Following a Conservative manifesto commitment in 2015 to increase transparency in government, the Cabinet Office has published the UK Open Government National Action Plan 2016-2018. This is the third National Action Plan (“NAP“) since the United Kingdom co-founded the Open Government Partnership in 2011, which now includes 69 countries.

The new NAP makes 13 commitments in relation to transparency, anti-corruption and open government. In particular, the NAP aims to address certain recommendations made by the Independent Commission on Freedom of Information (the “Commission“), which published its final report in March 2016. In Commitment 8 of the NAP, the Government pledges to make plans for enhanced transparency measures, including data about senior pay and benefits for Government officials, and to update and expand the Code of Practice under s.45 of the Freedom of Information Act 2000 (“FOIA“).

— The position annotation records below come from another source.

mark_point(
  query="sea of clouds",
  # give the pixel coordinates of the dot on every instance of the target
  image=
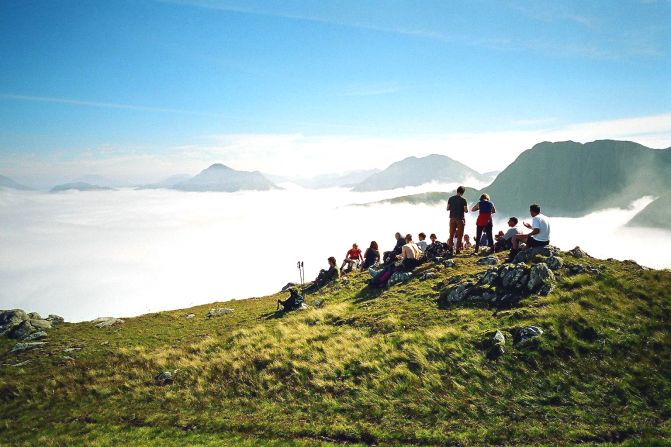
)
(127, 252)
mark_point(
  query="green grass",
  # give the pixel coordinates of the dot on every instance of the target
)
(367, 367)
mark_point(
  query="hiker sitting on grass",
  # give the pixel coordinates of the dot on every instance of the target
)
(293, 302)
(504, 241)
(371, 257)
(540, 232)
(325, 276)
(410, 254)
(352, 258)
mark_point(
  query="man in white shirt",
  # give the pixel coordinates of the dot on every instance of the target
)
(505, 241)
(540, 231)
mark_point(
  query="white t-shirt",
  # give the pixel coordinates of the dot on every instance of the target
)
(512, 231)
(541, 222)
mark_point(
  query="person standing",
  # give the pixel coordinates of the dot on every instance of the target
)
(484, 221)
(457, 206)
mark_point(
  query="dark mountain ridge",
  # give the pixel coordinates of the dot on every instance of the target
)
(219, 177)
(413, 171)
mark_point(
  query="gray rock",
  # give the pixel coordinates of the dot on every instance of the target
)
(449, 263)
(427, 275)
(55, 319)
(21, 331)
(164, 378)
(40, 324)
(539, 275)
(11, 318)
(490, 277)
(528, 333)
(106, 322)
(20, 347)
(288, 286)
(554, 262)
(218, 311)
(489, 260)
(577, 252)
(35, 336)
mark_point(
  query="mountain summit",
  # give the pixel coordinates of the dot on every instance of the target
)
(413, 171)
(573, 179)
(219, 177)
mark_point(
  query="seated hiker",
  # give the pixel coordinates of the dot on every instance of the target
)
(467, 242)
(421, 244)
(540, 232)
(371, 257)
(389, 256)
(352, 257)
(294, 301)
(410, 254)
(325, 276)
(505, 241)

Senior Government pay and benefits

While there are existing obligations in relation to the disclosure of information regarding the pay of senior Government officials, the Commission was firmly of the view that more could be done. The Commission’s report recommended greater proactive transparency about senior executive pay and benefits, which could be achieved through requiring public bodies to publish in their annual statement of accounts a breakdown of the benefits in kind and expenses of senior employees. The NAP acknowledges that information on senior pay and benefits increases transparency, and that the public should not have to resort to making information access requests under FOIA for such transparency to be achieved. The Cabinet Office intends to issue guidance to public authorities to set a higher standard for the publication of senior level pay and benefits by this summer.

FOIA Code of Practice

The Code of Practice sets out the practice that the Government considers desirable for public bodies to follow in meeting their obligations under FOIA. However, it was issued in 2004, which was before FOIA came into force, and has not been updated since.

The Commission recommended that the government review and update the Code to take account of the ten years of operation of FOIA. An updated Code will be more useful for public authorities as it will take into account the various legal developments since 2004 that frame their FOIA obligations. In theory, this should mean that public authorities find it easier to respond to requests under FOIA. According to the NAP, the Cabinet Office will consult on and issue a new Code of Practice by the end of this year.

An increased culture of openness?

Following the publication of the Commission’s final report we suggested that supporters of FOIA remain cautiously hopeful that FOIA will continue to work well. While the exact form of the Government’s plans is yet to be confirmed, those same supporters will continue be heartened by a commitment to implement the recommendations of the Commission over the course of this year.